Survivors of torture

Conducting assessment and early settlement support provides opportunities for early identification of emotional issues related to experiences of torture. This can be done through psychological assessment and by providing information for self-identification and self- referral. In some countries, a formal mental health assessment is routinely offered coupled with options for more intensive psychological assistance and social support. It is important to maximize opportunities for early intervention in the reception period. However, this is also a time when symptoms may be masked by the effects of the “honeymoon” phase. It is not uncommon for emotional health challenges to become accelerated by the stresses associated with ongoing adjustment to the new context.

Staff and resettlement workers well-being

Caring for persons who have experienced trauma or extreme adversity can take a toll on the emotional health and well-being of any resettlement worker. During resettlement and integration, forcibly displaced persons’ experiences of forced migration and adjustment challenges may evoke emotional reactions in workers, which may influence the provision of appropriate support as well as lead to occupational hazards and different types of stress.

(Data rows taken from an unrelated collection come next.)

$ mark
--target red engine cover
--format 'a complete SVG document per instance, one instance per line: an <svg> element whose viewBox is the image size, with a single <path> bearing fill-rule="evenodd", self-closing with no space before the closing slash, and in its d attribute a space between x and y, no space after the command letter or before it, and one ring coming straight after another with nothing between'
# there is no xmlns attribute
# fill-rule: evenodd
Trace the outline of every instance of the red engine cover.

People working with forcibly displaced persons are better able to deal with this stress if they have opportunities to receive supportive supervisionpeer support and benefit from organizational practices that preserve worker resilience and well-being. Bearing witness to another person’s traumatic history can lead to secondary trauma, especially for workers who have similar backgrounds and histories as the individuals they are serving. Adequate self-care and organizational support must be in place to prevent and mitigate mental health impacts on personnel. Self-care and stress management strategies should be regularly reviewed and affirmed among resettlement workers on an ongoing basis to be effective. All integration personnel benefit from being supported in practicing self-care suited to their needs, cultural practices, and individual preferences.

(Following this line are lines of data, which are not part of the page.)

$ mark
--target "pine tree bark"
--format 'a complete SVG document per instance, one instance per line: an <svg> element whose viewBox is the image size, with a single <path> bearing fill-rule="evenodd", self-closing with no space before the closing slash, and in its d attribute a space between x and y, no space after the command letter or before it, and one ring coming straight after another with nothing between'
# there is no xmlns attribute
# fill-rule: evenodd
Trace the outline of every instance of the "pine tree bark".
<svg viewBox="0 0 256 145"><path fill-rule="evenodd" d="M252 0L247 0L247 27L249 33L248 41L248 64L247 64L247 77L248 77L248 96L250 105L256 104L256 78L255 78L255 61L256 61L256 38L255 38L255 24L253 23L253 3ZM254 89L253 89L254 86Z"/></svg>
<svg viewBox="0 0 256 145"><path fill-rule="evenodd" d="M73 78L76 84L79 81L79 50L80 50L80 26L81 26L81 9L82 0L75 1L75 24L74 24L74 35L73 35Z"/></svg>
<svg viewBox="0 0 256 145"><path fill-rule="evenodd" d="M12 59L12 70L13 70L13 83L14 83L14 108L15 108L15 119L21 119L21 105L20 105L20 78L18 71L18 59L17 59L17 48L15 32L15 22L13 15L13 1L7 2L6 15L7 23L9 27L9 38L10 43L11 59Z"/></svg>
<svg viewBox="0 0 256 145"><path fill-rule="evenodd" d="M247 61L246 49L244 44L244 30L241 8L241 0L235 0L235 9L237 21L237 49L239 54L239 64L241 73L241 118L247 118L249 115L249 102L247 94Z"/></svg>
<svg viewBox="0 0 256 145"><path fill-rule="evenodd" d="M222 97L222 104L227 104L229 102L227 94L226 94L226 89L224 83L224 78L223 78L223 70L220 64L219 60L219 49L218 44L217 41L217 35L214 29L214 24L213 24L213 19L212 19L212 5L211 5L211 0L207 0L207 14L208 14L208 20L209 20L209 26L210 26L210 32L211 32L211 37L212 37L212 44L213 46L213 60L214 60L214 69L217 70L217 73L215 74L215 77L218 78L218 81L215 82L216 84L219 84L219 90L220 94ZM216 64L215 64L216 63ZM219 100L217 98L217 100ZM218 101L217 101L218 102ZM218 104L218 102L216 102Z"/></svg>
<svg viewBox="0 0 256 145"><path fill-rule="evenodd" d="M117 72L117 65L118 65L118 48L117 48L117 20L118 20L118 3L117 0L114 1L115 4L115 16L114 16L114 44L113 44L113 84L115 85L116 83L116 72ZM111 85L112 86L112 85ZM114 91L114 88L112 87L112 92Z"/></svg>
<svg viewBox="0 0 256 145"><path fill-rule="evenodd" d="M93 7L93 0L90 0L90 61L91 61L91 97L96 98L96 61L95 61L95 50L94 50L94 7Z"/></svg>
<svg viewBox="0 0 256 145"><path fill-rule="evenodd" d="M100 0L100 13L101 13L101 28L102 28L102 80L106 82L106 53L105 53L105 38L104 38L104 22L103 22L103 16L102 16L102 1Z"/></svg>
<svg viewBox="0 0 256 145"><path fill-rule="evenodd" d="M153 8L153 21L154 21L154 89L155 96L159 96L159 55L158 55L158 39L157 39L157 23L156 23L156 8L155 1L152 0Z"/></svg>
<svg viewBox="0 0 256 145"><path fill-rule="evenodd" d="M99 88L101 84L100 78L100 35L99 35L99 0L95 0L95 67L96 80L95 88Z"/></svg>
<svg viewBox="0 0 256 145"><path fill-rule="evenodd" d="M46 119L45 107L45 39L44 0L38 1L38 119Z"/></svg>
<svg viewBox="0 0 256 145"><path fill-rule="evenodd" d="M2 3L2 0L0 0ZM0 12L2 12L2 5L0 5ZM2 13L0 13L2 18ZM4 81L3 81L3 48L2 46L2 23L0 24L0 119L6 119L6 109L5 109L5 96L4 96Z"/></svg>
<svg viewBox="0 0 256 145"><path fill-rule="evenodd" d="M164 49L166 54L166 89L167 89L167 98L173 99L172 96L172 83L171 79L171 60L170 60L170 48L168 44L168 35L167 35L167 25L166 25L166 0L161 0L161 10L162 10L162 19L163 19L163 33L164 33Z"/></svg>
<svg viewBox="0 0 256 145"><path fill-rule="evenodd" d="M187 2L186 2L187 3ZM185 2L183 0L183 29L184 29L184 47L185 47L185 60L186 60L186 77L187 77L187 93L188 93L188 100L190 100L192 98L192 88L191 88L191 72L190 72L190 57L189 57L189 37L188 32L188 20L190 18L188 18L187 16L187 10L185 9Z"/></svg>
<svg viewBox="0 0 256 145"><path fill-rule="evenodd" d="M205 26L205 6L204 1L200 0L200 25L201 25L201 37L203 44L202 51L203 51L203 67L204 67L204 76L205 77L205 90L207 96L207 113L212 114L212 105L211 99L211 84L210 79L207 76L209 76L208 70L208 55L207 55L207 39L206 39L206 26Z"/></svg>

  • Individual self-care is an intentional practice that reduces stress levels and allows one to maintain and restore a sense of balance in all aspects of one’s life (both professionally and personally). Self-care begins with awareness, and entails sustaining wellness practices through action planning and reassessing overall well-being.
  • Organizational resilience is an intentional response to managing stress. It may entail work related components such as normalizing staff resilience in the organizational culture by promoting wellness practices.
Conclusion

Mental health and psychosocial well-being are important values in themselves, but apart from that are also essential to the resettlement process. This requires collective multi-sectoral action with important roles for mental health specialist, resettlement workers and refugee and host communities. This chapter illustrated this through the four layers of MHPSS intervention pyramid.

  • Organize resettlement process so as to protect the dignity, safety, and security of all people, providing appropriate information, using participatory approaches, and considering basic needs and safety.
  • Strengthen community and family support through psychosocial promotional activities (community support groups, wellness groups, health education, family interventions, and peer support groups, after-school activities etc.) that foster social cohesion and strengthen community-based mechanisms to protect and support individuals.
  • Provide focused psychosocial support through individual, family or group interventions, often more specialized in nature.
  • Provide access to specialised clinical mental health and psychosocial services and promote adaptions to service delivery to make them optimally relevant to refugees.